Ponto Sem Retorno
In the beginning was the verb[1], the telluric meaning unfolded in the memories of the body: the smell of bread, the natural fermentation of the grain that feeds the landscape and the landscape that feeds the bread. One is born of the other and its reciprocity lies in the symbiosis of the mutual exchanges between the earth and man[2].
In the age of simulation, the bond persists in place, in the human being who, by planting and reaping, by placing the seed and taking care of it, also becomes arkhē[3], part of the active principle of the cycle of matter. In sculpture, the awareness of the human arkhē is a choice that is translated into gestures. Perhaps, for this reason, the artist, by moistening the earth with his hands, by harvesting the cereals from the leavened dough, by baking and kneading the bread, introduces in his process a succession of gestures that refer to the place.
In 1993[4], when I was ten years old, I entered an exhibition room where there was a large loaf of bread. At the height of my nose, the baked bread fed me the imaginary palate of a landscape of Alentejo. The protuberances of the dough and the ochre palettes stretched over several metres. From the heart of the bread a tree was born, a branch picked by the artist, metamorphosed on infinite scales in my childhood imagination. Around this sculpture there were seven bronze doughs, seven loaves of bread with the sprues[5] visible. Like the tree from the central bread, they were born from the core of the molten dough.
In this work, the force of fire was the Promethean premise that told us that bread and bronze persist in humans through technique. However, technical dazzle is not superimposed on the artist’s work. In Jorge Camões, sculptures intersect anachronistically. And now, just as in 1993, there is an ethical position before the relationship between the human being and nature.
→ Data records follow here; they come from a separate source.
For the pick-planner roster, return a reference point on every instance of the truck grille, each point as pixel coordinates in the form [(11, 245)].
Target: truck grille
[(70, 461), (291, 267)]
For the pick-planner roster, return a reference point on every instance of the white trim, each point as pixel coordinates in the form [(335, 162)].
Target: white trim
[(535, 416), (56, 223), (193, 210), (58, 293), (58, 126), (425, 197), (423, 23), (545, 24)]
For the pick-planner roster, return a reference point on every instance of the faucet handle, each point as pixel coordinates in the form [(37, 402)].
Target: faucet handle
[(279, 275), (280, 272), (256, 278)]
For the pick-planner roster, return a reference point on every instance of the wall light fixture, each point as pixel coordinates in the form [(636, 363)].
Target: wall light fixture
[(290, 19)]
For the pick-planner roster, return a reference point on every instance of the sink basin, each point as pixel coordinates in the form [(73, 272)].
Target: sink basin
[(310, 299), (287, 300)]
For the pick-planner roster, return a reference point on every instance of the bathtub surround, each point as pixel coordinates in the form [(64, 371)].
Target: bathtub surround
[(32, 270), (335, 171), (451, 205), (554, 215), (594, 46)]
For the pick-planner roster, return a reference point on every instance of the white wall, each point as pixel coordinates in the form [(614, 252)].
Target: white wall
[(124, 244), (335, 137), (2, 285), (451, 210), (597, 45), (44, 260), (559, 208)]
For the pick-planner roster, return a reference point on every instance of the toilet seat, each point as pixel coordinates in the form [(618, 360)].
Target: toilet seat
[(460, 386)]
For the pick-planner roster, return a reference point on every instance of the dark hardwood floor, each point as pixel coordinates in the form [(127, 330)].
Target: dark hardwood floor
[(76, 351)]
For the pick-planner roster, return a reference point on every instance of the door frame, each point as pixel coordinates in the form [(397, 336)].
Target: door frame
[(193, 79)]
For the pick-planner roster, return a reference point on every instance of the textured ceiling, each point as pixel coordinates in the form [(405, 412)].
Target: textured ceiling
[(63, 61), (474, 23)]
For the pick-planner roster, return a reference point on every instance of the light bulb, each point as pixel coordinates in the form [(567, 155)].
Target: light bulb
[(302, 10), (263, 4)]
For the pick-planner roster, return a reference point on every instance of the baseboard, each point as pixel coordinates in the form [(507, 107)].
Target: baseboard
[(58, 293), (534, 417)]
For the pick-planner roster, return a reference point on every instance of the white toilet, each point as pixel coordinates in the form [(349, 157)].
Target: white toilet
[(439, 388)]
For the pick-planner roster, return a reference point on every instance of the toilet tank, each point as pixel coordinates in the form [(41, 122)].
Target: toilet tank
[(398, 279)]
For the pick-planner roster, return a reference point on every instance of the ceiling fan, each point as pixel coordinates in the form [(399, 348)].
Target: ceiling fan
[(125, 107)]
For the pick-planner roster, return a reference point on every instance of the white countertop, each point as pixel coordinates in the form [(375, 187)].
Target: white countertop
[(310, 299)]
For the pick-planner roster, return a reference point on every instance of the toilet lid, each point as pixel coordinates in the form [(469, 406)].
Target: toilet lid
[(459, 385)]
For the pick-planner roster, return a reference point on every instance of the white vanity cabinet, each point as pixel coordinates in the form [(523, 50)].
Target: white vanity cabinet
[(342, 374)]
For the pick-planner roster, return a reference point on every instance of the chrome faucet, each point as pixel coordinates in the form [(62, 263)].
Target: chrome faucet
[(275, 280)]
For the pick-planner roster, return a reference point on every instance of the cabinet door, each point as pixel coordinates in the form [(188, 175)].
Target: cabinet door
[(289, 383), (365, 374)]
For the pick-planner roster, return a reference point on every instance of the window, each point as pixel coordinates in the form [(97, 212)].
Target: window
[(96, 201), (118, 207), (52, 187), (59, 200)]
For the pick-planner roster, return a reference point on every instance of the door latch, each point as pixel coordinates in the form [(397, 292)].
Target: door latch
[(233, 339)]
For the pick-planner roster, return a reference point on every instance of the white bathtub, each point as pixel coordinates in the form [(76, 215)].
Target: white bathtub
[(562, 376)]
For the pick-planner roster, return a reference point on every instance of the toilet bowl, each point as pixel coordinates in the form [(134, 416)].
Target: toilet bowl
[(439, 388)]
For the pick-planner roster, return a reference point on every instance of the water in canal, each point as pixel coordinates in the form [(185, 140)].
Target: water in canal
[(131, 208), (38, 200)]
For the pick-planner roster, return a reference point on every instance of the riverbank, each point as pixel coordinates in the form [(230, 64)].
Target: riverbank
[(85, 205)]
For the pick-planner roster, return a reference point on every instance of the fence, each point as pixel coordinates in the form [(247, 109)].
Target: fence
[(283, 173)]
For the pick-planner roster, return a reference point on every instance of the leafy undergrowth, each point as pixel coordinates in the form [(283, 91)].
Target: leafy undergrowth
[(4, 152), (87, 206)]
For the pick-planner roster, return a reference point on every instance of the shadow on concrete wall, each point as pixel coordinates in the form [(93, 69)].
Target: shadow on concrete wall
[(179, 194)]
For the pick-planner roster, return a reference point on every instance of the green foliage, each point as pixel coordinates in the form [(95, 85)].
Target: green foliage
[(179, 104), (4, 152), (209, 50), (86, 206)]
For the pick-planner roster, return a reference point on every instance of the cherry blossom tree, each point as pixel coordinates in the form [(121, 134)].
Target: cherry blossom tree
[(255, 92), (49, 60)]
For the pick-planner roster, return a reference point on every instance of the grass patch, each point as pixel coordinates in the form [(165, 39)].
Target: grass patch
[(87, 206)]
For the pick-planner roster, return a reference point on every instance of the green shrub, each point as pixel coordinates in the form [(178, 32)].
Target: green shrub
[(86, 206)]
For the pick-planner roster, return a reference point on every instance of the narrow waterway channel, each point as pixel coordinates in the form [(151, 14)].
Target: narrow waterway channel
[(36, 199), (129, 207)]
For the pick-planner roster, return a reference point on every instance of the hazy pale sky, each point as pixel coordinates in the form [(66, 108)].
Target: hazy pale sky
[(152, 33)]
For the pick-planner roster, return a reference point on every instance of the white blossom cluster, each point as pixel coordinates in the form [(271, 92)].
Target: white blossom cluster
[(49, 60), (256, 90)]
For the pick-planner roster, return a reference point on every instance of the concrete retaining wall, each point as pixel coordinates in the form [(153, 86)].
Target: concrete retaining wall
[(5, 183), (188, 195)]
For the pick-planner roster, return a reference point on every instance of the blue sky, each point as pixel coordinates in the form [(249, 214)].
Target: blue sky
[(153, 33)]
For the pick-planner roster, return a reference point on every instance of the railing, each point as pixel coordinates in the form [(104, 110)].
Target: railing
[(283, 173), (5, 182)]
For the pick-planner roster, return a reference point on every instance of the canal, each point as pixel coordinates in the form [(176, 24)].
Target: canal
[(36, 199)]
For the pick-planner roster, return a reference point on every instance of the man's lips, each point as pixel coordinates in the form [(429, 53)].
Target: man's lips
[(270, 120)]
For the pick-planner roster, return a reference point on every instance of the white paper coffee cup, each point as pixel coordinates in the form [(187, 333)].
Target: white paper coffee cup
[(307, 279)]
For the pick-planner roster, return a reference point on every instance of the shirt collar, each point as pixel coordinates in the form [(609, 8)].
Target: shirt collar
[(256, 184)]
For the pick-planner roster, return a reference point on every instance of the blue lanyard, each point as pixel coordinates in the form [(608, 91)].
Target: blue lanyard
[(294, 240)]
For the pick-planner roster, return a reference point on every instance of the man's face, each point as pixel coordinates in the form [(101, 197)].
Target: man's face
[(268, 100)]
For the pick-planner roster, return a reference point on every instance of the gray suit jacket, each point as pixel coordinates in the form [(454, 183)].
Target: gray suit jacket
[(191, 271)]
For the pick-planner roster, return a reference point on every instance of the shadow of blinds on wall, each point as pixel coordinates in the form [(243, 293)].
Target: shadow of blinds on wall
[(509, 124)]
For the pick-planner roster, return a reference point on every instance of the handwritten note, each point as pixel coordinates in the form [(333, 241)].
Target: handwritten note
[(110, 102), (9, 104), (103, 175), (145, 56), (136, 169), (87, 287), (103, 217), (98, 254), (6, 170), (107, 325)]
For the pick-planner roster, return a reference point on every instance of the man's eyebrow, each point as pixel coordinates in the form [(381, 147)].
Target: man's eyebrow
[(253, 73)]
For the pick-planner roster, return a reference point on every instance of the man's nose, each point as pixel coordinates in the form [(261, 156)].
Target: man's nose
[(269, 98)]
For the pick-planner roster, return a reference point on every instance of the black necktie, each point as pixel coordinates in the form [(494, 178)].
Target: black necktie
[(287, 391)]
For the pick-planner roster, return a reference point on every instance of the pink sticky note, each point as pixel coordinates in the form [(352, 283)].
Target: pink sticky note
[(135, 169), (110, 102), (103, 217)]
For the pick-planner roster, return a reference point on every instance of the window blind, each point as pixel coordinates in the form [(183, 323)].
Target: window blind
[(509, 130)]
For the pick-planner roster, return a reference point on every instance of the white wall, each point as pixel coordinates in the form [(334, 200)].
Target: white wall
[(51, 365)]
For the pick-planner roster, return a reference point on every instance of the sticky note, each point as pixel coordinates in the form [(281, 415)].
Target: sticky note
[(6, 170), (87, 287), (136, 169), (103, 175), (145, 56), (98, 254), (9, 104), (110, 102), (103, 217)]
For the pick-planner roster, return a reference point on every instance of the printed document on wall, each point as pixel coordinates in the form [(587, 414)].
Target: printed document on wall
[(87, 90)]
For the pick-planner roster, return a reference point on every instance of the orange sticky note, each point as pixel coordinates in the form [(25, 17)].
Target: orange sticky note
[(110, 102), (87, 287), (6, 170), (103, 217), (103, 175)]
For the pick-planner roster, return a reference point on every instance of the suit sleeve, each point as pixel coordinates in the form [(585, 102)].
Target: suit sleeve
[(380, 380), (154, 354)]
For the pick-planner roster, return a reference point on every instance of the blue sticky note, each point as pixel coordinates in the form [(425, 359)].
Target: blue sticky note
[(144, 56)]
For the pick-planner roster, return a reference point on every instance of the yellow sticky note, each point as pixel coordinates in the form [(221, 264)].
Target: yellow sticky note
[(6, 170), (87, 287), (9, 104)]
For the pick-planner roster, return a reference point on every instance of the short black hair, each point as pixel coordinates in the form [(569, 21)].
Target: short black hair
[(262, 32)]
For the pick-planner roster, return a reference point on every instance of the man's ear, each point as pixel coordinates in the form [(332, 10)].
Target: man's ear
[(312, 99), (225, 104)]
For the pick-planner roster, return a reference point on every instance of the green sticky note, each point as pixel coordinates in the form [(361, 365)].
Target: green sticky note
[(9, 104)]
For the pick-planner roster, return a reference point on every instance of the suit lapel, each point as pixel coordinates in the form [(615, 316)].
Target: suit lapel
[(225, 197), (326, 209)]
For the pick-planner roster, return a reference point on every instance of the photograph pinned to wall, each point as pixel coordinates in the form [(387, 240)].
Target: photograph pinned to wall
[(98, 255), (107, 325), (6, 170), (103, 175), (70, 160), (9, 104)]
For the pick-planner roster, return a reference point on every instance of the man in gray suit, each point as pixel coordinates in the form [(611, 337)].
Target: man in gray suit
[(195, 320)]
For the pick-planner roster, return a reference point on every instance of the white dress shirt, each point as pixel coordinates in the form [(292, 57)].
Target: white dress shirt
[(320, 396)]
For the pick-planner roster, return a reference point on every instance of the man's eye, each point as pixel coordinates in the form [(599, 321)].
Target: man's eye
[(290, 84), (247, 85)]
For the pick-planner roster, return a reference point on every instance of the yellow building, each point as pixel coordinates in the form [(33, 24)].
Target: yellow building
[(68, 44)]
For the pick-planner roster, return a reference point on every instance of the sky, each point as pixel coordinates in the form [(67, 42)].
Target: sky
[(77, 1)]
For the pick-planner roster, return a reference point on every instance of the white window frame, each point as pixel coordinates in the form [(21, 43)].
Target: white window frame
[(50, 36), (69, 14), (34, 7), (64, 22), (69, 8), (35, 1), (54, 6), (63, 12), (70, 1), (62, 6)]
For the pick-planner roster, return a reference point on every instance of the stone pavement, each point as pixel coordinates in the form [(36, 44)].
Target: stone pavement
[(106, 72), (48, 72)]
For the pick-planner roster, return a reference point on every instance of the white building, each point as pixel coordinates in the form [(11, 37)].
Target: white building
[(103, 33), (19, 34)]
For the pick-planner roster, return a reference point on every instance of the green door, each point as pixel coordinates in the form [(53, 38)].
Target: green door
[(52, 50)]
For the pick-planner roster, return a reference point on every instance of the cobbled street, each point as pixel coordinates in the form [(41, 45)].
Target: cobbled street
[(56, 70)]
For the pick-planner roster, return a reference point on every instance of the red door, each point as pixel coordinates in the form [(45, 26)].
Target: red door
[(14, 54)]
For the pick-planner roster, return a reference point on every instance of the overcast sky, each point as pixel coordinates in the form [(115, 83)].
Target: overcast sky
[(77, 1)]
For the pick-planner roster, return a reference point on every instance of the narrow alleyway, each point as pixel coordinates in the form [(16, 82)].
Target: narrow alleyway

The exhibition Ponto sem Retorno (December 10, 2020 – January 3, 2021, Sala Azul of the National Museum of Natural History and Science, curated by Sofia Marçal) takes us back to Anthropocene, the most recent period in the history of the Earth. As the name suggests, it concerns the effects of human activity on biodiversity, climate, watercourses or even the geological structures of the planet. However, Camões’ sculptures, instead of provoking a definitive reading of the world, present us with the telluric sense with which we began this reflection. From the relationship with the place comes the sign of shelter: a wooden house, a boat, a nest, a permeable net that protects and reveals. The sign is oneiric and, like the child in me who saw the tree growing and metamorphosing in the centre of the landscape, my adult eyes find, in Camões’ work, a cohabitation still possible between the human being and nature.
[1] Reference to the cosmic thought in the first chapter of John’s Gospel about the narrative of the creation of the world;
[2] Reference to the Cante Alentejano Alentejo – Sobre a simbiose das trocas mútuas entre a terra e o homem – Choral Group ‘Os Ceifeiros de Cuba’, 1933 Constitution, Cuba, City Hall of Cuba, 2007 Register;
[3] Arkhē – pre-Socratic active principle, from where the beings come and to where they shall return, and that infinitely compose all forms of matter. To deepen this subject, the following reading is suggested: BRUN, Jean, Les présocratiques.
[4] Solo exhibition of Jorge Camões, Sete Caixas e uma Mesa, 1993, Galeria Novo Século;
[5] Sprue – a tube that takes the molten metal into the mould.